INSPIRATION IS EVERYWHERE
March 22nd, 2009 by Adrian ReynoldsJust as an experiment — I’ve got plenty of actual writing projects to be getting on with — I decided to experiment with coming up with another one. The criteria? That it had to combine a person or people I’ve seen with a story in the news.
The people part of it came easily, when I came across a bunch of bikers congregating at a drive-in McDonalds. They were all in their fifties, and seemed to be an interesting hybrid: they were older bikers with expensive machines, yes, but they seemed more serious than the weekend road warriors I’ve come across who normally fit that category. That impression came from their clothes: bulky leathers, some of them fringed in the manner of buckskin jackets, rather than Belstaffs. They wore a variety of badges indicating solidarity with other fixtures of the bike scene, whether rallies, festivals, or particular cafes. And they all seemed to be sporting t-shirts declaring that they were Lone Riders.
As a group, the bikers fascinated me. Where were they headed, and what were their individual stories? Unlike many middle-aged premium bike owners, this bunch still had a hairy demeanour: friendly enough, but with an air of having ridden as a pack for some decades. Which in turn got me thinking about the distinctions between people who keep up a youthful pursuit, and those who abandon it. In this specific case I was reminded of an anecdote from a friend who did some VJing at a Hells Angel clubhouse. There were various photos up of members from across the years, but some photos had a figure blanked out. Enquiring as politely as he could why this might be the case, he was informed regarding the absent figure, ‘He didn’t want to be the best any more’.
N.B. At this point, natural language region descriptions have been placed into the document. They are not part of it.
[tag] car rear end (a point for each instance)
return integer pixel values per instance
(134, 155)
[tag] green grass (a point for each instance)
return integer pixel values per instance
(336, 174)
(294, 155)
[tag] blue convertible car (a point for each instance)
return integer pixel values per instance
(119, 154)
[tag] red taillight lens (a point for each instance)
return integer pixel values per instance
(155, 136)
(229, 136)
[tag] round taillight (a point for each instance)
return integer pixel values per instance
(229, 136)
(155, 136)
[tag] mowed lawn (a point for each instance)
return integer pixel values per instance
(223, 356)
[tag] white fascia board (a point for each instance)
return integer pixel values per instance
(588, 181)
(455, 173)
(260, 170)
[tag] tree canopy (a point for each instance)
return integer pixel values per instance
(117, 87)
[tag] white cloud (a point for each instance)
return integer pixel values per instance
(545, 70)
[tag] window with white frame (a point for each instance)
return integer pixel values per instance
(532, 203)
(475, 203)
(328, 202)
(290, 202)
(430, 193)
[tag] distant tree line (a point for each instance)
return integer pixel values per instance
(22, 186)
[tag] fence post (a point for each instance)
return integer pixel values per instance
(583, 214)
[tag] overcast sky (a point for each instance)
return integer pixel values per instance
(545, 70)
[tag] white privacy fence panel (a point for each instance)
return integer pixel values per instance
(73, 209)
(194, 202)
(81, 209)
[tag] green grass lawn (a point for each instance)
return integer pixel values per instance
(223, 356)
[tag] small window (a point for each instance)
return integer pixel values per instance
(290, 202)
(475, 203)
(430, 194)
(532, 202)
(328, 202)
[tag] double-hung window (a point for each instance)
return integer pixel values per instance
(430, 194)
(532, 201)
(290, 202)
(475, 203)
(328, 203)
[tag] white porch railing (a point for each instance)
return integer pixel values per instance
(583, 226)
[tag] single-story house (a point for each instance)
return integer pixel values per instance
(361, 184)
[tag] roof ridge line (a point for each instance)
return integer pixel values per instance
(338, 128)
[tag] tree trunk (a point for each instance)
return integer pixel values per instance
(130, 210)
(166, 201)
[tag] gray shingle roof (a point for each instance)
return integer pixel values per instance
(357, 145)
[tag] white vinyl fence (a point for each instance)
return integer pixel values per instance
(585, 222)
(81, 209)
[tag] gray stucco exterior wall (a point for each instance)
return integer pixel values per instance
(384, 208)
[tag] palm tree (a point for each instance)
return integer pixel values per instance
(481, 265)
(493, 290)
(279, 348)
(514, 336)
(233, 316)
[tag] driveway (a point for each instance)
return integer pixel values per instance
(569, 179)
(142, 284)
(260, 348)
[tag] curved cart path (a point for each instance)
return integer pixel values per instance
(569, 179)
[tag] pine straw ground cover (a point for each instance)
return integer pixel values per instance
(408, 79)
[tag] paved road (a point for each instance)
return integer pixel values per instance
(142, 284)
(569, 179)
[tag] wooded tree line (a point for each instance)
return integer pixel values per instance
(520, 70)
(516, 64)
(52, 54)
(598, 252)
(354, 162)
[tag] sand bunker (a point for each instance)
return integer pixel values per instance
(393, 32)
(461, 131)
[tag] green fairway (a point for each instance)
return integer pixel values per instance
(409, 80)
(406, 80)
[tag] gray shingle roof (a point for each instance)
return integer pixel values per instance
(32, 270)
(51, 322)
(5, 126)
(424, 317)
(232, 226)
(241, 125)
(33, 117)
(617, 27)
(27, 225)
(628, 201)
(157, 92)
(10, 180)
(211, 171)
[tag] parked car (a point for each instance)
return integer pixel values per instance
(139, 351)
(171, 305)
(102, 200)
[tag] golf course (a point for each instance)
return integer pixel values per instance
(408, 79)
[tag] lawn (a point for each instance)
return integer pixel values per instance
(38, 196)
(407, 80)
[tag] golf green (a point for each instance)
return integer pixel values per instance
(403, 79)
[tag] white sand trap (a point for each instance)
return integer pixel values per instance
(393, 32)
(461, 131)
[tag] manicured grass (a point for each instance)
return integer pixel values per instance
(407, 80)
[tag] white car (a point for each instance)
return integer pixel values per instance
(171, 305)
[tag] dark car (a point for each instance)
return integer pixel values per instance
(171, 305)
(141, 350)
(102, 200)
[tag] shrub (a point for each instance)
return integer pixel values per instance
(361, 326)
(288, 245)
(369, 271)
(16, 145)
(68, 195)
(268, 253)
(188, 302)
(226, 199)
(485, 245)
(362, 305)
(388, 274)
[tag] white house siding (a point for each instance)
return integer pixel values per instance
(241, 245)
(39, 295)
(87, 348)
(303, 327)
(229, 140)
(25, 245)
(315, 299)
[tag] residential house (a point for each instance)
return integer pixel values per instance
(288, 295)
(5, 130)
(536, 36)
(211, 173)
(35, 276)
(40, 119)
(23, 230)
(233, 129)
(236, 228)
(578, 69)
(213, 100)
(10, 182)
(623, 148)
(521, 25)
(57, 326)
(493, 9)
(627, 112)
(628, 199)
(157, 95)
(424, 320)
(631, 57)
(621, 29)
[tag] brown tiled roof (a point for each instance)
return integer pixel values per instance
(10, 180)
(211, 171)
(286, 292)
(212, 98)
So, it all starts to come together: a group who consider themselves elite, still gathering thirty years after they started to ride together. That sense of being apart from others is implicit in the name Lone Riders, as well as containing an obvious paradox: if they are lone, how come there are so many of them, and that they seek out each other for company? That dynamic provides rich material for developing the individual characters within the group, especially with the other experiences of hanging out with bikers I’ve had over the years, from the guy in Coventry who cooked his breakfast in a hubcap to Soldier Blue, an ex-military biker group I encountered at a pagan festival, who maintained the hierarchy in civilian life that had given them identity in the army.
All I needed now was the news item to involve the bikers in, and the one that seemed to fit was this story in The Observer about a man given £46 after spending 27 years in prison for a crime he hadn’t committed. Turn the imprisoned man into an associate of the bikers, an idiot savant about bikes, and you’ve got a reason for them to be rallying on his behalf. They can be acting to get him out of prison, and their success in doing so is followed by the failure of the system to do anything realistic with him.
A bit more thought, and the story takes further shape to fit in with existing ingredients. If the guy has been in prison for all this time, and now needs the support of the bikers, it can become a tale about the past coming back to haunt you. All this time they’ve been campaigning for his release, and now they’ve achieved it…what? Is this what’s held them together all this time? Getting together every weekend is one thing, helping someone with limited faculties adapt to a new life after being institutionalised for decades is another, and could provoke tensions within the group.
All of which adds up to a feasible story: the success of a campaign to release a man wrongfully arrested leads to the collapse of the group who did the campaigning, as the reality of his condition creates conflict within the group supporting him. Sounds like a tv drama to me, and one I’d be inclined to watch…and all inspired by the overlap of some people I’d seen and a newspaper headline.